O presente artigo tem como objetivo a análise da decisão do Pleno do TST que, em sede de julgamento de incidente de recurso, a fim de pacificar e unificar o entendimento, julgou o tema firmando tese jurídica prevalecente acerca da (im)possibilidade de redução do intervalo previsto no art. 71, § 4º do texto celetista.

Prima facie, importa aclarar que, nos termos do art. 896-C, § 16, da CLT, a tese em análise não se aplicará aos casos em que for demonstrado que a situação de fato ou de direito é diversa daquelas que foram julgadas no rito dos recursos repetitivos.

Significa dizer, a contrario sensu, que a decisão firmada no julgamento do incidente terá efeito vinculante nos casos em que a situação de fato ou de direito forem idênticas ou semelhantes às que já foram decididas.
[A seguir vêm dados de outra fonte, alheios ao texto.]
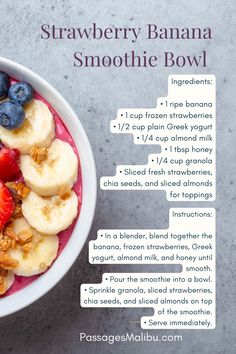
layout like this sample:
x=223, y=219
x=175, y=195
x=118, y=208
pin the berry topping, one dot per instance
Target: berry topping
x=11, y=115
x=6, y=205
x=9, y=169
x=4, y=85
x=20, y=92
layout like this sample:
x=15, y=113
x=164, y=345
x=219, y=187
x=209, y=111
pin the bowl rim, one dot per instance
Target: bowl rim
x=39, y=287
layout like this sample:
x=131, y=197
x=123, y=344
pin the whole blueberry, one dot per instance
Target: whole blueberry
x=11, y=115
x=20, y=92
x=4, y=84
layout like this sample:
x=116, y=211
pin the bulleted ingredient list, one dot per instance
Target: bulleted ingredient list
x=183, y=124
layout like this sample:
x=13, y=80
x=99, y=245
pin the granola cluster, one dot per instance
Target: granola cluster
x=19, y=191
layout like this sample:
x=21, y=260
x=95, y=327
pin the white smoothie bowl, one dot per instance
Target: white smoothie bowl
x=62, y=264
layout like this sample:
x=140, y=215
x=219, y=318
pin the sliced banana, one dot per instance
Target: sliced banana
x=60, y=168
x=8, y=281
x=50, y=215
x=39, y=257
x=38, y=129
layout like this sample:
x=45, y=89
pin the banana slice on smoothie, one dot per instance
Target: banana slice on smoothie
x=6, y=280
x=59, y=168
x=50, y=215
x=38, y=129
x=41, y=253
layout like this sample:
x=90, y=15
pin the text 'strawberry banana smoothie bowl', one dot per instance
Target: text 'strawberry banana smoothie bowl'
x=40, y=185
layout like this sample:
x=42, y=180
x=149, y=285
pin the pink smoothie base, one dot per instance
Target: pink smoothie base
x=63, y=134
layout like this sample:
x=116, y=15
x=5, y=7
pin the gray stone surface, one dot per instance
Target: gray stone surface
x=52, y=324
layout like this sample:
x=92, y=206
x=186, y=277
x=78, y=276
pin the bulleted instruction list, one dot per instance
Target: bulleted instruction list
x=183, y=124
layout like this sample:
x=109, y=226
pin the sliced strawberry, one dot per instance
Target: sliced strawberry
x=6, y=205
x=9, y=169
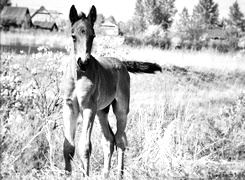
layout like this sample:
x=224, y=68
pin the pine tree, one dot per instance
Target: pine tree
x=207, y=12
x=190, y=27
x=4, y=3
x=154, y=12
x=236, y=17
x=139, y=15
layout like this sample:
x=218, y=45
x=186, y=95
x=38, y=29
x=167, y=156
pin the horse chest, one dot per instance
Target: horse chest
x=85, y=89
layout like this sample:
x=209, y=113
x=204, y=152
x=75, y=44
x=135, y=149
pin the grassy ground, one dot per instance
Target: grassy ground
x=186, y=122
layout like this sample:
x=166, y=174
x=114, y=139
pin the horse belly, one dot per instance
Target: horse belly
x=84, y=92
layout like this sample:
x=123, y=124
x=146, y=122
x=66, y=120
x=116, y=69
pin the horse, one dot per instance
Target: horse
x=90, y=87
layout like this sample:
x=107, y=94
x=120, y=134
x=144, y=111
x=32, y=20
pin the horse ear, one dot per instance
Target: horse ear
x=73, y=15
x=92, y=16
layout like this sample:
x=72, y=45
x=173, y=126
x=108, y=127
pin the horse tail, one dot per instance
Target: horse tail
x=142, y=67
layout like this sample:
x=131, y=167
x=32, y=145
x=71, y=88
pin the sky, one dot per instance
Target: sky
x=122, y=10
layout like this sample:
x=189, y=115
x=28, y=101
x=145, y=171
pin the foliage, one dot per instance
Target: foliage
x=4, y=3
x=30, y=105
x=112, y=19
x=207, y=12
x=236, y=17
x=190, y=30
x=189, y=119
x=153, y=36
x=154, y=12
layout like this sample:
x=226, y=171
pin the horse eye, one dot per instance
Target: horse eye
x=73, y=37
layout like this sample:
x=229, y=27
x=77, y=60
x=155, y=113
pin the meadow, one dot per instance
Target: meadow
x=187, y=122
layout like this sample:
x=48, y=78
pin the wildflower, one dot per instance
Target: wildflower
x=22, y=52
x=34, y=71
x=16, y=66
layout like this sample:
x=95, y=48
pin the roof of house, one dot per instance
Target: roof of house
x=41, y=10
x=216, y=34
x=44, y=25
x=108, y=24
x=15, y=13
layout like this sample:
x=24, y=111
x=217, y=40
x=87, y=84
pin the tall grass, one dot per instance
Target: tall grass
x=186, y=122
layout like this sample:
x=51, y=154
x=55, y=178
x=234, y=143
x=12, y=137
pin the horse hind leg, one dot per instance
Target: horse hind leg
x=70, y=114
x=121, y=110
x=107, y=140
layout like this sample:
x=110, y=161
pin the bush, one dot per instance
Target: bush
x=154, y=36
x=30, y=108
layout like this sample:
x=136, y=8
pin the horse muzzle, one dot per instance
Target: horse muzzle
x=83, y=65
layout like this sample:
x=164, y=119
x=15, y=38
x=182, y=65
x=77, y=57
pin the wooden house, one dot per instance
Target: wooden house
x=16, y=17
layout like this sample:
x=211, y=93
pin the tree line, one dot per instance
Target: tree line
x=189, y=26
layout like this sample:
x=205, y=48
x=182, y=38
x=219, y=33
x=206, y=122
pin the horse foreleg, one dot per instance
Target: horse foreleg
x=107, y=140
x=121, y=142
x=70, y=115
x=85, y=146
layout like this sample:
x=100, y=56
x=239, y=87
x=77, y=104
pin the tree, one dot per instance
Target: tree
x=112, y=20
x=236, y=17
x=154, y=12
x=139, y=15
x=4, y=3
x=100, y=19
x=190, y=27
x=207, y=12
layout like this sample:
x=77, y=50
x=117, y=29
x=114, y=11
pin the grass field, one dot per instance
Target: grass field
x=186, y=122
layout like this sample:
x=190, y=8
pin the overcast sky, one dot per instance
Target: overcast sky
x=122, y=10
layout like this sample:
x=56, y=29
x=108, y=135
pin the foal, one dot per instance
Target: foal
x=90, y=87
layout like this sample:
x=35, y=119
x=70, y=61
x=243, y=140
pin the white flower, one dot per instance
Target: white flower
x=34, y=71
x=16, y=66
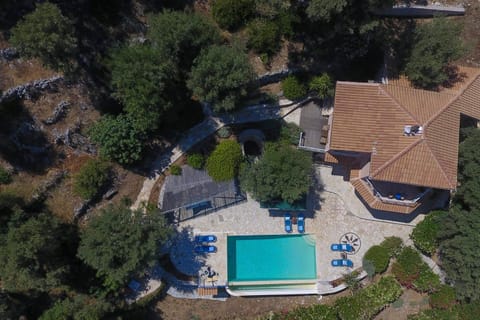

Desse modo, imperioso concluir que, in casu, o acórdão em testilha possui efeito vinculante, observadas as diretrizes do art. 896-C, § 16 da CLT.

O debate se deu em torno da supressão parcial e mínima do intervalo intrajornada, onde o entendimento da Corte Superior, até então, seguia no sentido de que, caso a pausa para refeição e descanso prevista no art. 71 da CLT fosse inferior a 01 hora, o empregador seria condenado ao pagamento integral como se hora extra fosse (com adicional de 50% no mínimo e com reflexos em verbas salariais e rescisórias). É a dicção da Súmula 437, I, do TST, verbis:

Súmula 437 do TST
INTERVALO INTRAJORNADA PARA REPOUSO E ALIMENTAÇÃO. APLICAÇÃO DO ART. 71 DA CLT
I – Após a edição da lei 8.923/94, a não-concessão ou a concessão parcial do intervalo intrajornada mínimo, para repouso e alimentação, a empregados urbanos e rurais, implica o pagamento total do período correspondente, e não apenas daquele suprimido, com acréscimo de, no mínimo, 50% sobre o valor da remuneração da hora normal de trabalho (art. 71 da CLT), sem prejuízo do cômputo da efetiva jornada de labor para efeito de remuneração. […] – destacamos.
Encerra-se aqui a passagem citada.